Essa conclusão tem implicações mais amplas. Se os gases se deslocarem com menos facilidade através do gelo, as trocas entre o oceano e a atmosfera podem ser alteradas. Se a água de fusão à superfície não conseguir drenar tão bem, poderá manter-se acumulada no topo durante mais tempo.

“No gelo granular, é mais difícil para o CO2 atravessar o gelo”, disse Golden. “Existem condições diferentes sob as quais se obtém transporte ascendente ou transporte descendente. Isso também é importante para os seres microbianos.”

Mais poças, mais fusão

Um dos efeitos secundários mais claros pode envolver as poças de fusão. Estes reservatórios de água formam-se no topo do gelo marinho durante períodos mais quentes e de derretimento.

Se o gelo por baixo for permeável, parte dessa água pode drenar. Se não for, as poças podem manter-se e alastrar.

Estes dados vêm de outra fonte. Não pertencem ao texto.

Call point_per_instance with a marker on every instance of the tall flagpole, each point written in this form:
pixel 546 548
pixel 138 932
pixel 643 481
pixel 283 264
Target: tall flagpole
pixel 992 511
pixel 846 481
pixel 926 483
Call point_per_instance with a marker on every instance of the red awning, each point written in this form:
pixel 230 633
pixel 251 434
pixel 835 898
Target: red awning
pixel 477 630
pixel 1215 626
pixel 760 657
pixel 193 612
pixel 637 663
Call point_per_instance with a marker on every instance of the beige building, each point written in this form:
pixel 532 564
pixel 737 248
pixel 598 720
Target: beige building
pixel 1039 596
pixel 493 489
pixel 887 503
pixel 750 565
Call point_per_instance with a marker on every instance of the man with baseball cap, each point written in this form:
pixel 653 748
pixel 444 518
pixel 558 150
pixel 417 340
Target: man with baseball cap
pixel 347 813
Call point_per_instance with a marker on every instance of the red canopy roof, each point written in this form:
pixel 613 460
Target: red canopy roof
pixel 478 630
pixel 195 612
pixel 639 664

Isto importa porque o gelo claro reflete bem a luz solar, enquanto as poças de fusão mais escuras absorvem muito mais calor. Quanto maior for a quantidade de água parada à superfície, menor se torna o albedo do gelo. Como resultado, o gelo absorve mais calor e aquece mais.

“O albedo da superfície pode ser muito diferente porque pode haver 60 por cento de cobertura em vez de 40 por cento, consoante a capacidade de drenagem”, disse Golden.

Em termos simples, a expansão do gelo granular pode tornar mais difícil a saída da água de fusão, permitindo que seja absorvido mais calor e podendo acelerar o derretimento.

Assim, o futuro do gelo marinho pode depender não só da quantidade que ainda existe, mas também do tipo de gelo em causa. Uma mudança na microestrutura pode parecer um detalhe minúsculo. No mundo polar, porém, pode moldar tudo, desde a vida microbiana até ao ritmo da perda de gelo.